List of web sites and some books on flight.
1. Finally, flight: From myths of flying to Alexander's
tactics, man carrying kites, and De Vinci’s suggestions, simple balloons,
people dreamed of flying. In the late 1800s several people experimented,
compared notes, and published books, including Penaud, Horatio Phillips,
Otto Lilienthal, and Octave Chanute.
The Wright Brothers studied many writings and scientifically experimented
to develop controlled, powered flight of heavier-than-air craft. The Wrights
evolved their craft. How aircraft can fly and
be controlled.
2. From Skimming to Flying: Aircraft at first flew close
to the ground as pilots learned the tricks of temperamental machines,
while designers like Glenn Curtiss developed easier to handle craft,
so pilots flew higher and further. Blériot
won the race to cross the English channel. Many experimented with acrobatics.
The Séguins invented and manufactured
the rotary engine. A week long air show in France in 1909 showed amazing
progress, but Glenn Curtiss was the only American to win. Designers like
Tommy Sopwith developed new craft as the
French and British pioneered new aircraft designs. U.S. fliers used European
craft in World War I, after training in the American Curtiss Jenny.
Sikorsky's 4-engine plane was the first of
several large aircraft that flew in World War I.
3. Individuals soar: World War I produced innovation
of aircraft and many skilled pilots, but after the war many jobless. From 1919 to the mid-30s
pilots developed barnstorming, sky writing, crop dusting, flying
much faster in air races. They flew further to
explore both poles from the air, crossing the Atlantic,
and circling the world. The Vickers Vimy was
favored for distance flight. Many men and women starred. European governments
quickly supported scheduled air mail and passenger flights, so built navigation
aids. Airlines flew across Europe and to Java, Africa, South America.
Later the U. S. Government helped air mail and built navigation
aids for foul weather and at night.
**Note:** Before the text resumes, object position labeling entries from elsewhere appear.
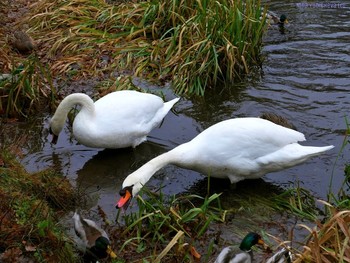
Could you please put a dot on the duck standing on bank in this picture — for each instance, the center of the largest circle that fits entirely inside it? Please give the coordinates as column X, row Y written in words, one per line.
column 95, row 240
column 118, row 120
column 237, row 149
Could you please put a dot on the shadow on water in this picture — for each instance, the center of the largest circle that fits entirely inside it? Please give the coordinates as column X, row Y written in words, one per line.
column 305, row 78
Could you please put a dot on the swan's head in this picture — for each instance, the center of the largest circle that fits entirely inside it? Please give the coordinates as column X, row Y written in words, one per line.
column 55, row 129
column 126, row 194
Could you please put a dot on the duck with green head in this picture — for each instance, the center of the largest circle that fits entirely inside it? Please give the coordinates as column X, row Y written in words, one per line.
column 244, row 254
column 274, row 19
column 95, row 240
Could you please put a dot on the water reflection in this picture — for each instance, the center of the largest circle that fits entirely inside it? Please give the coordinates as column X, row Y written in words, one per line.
column 305, row 77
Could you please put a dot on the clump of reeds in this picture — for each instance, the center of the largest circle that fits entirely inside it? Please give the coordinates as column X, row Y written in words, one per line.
column 23, row 89
column 194, row 44
column 164, row 229
column 328, row 241
column 31, row 205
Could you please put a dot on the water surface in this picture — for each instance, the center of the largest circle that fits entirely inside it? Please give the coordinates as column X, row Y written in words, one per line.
column 305, row 77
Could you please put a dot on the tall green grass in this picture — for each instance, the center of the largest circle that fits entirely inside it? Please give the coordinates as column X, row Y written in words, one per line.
column 23, row 90
column 159, row 221
column 194, row 44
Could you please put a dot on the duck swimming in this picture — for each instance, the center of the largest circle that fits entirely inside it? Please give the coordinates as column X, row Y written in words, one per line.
column 274, row 19
column 118, row 120
column 237, row 149
column 95, row 240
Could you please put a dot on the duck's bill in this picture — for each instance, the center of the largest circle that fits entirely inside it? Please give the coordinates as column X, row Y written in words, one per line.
column 111, row 252
column 264, row 245
column 124, row 201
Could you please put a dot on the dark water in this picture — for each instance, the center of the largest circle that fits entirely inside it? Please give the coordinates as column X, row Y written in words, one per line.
column 305, row 77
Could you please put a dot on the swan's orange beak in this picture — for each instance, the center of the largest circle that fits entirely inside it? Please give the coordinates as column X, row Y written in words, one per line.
column 54, row 137
column 124, row 200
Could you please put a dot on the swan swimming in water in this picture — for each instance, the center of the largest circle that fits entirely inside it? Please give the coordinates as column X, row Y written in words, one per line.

Instrument flying was pioneered by
Sperry and Doolittle.
4. On schedule: Americans began to compete with the all
metal Ford Trimotor, craft from Boeing and Lockheed, then Douglas DC-3.
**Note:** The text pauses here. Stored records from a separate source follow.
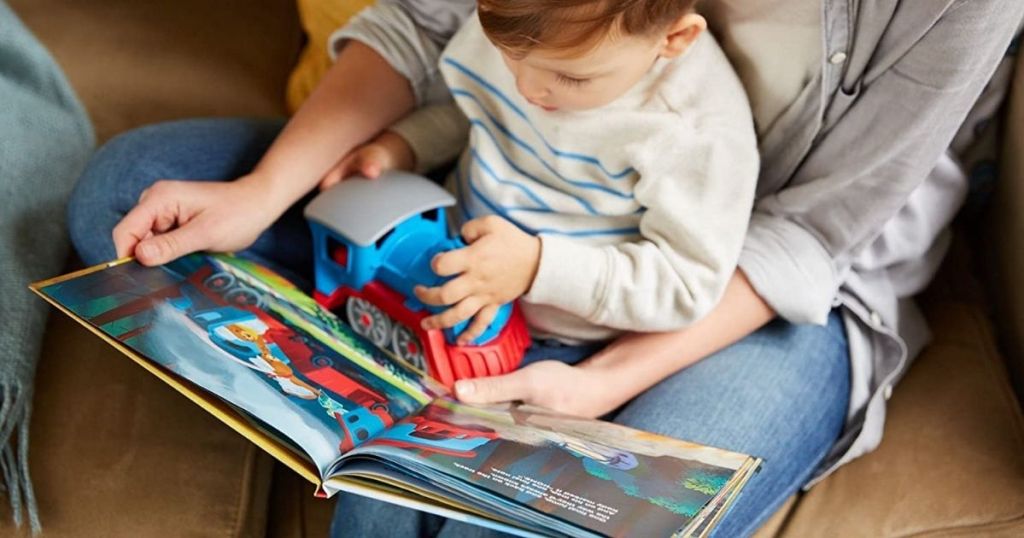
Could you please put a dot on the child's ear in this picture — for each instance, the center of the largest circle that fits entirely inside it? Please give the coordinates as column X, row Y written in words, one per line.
column 682, row 34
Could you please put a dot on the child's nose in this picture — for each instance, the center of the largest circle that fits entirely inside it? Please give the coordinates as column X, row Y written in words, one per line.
column 530, row 88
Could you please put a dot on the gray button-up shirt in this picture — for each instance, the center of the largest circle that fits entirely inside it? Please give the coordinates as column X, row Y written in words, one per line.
column 856, row 187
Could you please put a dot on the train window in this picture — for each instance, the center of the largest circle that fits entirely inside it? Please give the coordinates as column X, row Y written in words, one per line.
column 380, row 242
column 338, row 251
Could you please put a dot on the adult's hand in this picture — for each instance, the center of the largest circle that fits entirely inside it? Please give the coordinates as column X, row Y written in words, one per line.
column 174, row 218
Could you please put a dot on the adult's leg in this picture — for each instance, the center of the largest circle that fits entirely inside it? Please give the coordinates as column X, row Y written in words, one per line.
column 780, row 394
column 203, row 150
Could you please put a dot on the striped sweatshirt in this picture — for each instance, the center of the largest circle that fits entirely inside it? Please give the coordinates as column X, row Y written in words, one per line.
column 641, row 205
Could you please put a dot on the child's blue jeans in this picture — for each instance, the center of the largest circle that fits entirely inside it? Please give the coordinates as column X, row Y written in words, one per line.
column 780, row 394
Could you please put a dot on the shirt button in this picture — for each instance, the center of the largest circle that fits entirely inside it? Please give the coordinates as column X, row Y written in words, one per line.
column 876, row 319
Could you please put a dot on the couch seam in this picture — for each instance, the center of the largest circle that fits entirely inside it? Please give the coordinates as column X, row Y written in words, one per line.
column 240, row 510
column 991, row 356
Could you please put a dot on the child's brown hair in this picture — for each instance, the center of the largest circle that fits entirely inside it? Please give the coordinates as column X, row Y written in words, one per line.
column 519, row 26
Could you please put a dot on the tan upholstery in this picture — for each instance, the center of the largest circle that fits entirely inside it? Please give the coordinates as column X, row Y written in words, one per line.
column 116, row 453
column 1007, row 237
column 135, row 63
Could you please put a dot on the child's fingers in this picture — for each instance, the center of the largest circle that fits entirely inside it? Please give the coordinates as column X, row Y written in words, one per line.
column 135, row 226
column 452, row 262
column 450, row 293
column 163, row 248
column 478, row 228
column 454, row 316
column 371, row 169
column 480, row 323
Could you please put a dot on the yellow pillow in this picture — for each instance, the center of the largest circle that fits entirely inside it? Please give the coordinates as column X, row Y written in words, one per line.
column 320, row 18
Airlines grew as more people flew, general aviation began with Piper and
others. Major breakthroughs resulted from 100 octane fuel pioneered by
Doolittle that led to more powerful engines. Aircraft began having one
wing instead of two, were all-metal with internal strength, retracting
gear, and thus much faster. The Stratoliner and Constellation
with pressurized cabins flew above most storms.
5. World War II: Again war was the impetus for major
improvements in aircraft and pilots, such as the creative innovation in
the design of the Spitfire, Corsair, Lightning, and Mustang. Several major
air battles caused tactical innovation. For strategic bombing the slower
big bombers needed "little friends" as escorts vs. the fast Mossie.
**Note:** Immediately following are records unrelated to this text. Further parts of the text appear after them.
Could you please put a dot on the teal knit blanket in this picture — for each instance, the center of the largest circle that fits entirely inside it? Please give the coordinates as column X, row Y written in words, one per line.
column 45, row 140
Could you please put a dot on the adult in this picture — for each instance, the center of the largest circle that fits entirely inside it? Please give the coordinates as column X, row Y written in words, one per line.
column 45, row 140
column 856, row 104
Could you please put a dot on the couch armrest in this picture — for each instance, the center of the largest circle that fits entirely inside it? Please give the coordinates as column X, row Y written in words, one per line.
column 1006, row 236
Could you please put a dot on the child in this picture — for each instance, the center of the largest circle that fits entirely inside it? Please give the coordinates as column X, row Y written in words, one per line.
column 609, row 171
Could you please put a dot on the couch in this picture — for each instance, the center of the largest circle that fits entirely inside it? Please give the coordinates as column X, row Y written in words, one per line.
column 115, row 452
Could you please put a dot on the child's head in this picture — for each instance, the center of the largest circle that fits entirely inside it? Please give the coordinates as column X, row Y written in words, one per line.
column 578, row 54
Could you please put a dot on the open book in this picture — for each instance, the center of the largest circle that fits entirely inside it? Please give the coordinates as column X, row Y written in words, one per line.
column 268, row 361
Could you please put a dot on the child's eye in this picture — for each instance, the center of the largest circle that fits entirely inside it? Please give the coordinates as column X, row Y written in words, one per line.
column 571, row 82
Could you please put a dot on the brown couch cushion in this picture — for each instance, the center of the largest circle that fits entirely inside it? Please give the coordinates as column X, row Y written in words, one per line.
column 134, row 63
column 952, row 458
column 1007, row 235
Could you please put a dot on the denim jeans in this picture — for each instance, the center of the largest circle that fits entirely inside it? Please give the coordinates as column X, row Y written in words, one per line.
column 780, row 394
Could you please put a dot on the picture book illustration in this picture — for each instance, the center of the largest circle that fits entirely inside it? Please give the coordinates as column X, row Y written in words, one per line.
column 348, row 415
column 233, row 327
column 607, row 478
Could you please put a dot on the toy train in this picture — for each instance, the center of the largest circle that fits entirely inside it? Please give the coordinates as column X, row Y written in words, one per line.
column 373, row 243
What were effects of strategic bombing? Pilots were scared by early brushes
with the sound barrier. Transports were critical. Pilots are more important
than aircraft: the “Thach weave”, Black Cats, Yeager and
Jabara were examples.
6. Safer and faster: The Berlin airlift saved the population
of Berlin and the Cold War while jet engines developed. Breaking the sound
barrier killed pilots, resulting in the slow process that Yeager and crew used to go supersonic. New radio navigation was developed. Solving why the first jetliner, the Comet,
disintegrated at altitude caused changes in construction that yielded safer aircraft so
that airlines and air freight carriers become dependable, safer, and faster.
7. The future: New problems are larger transports, terrorism fears and
safety, unmanned aircraft. Space flight went to the moon and built an international
space station, private space travel, paper
airplanes, and who knows what is next.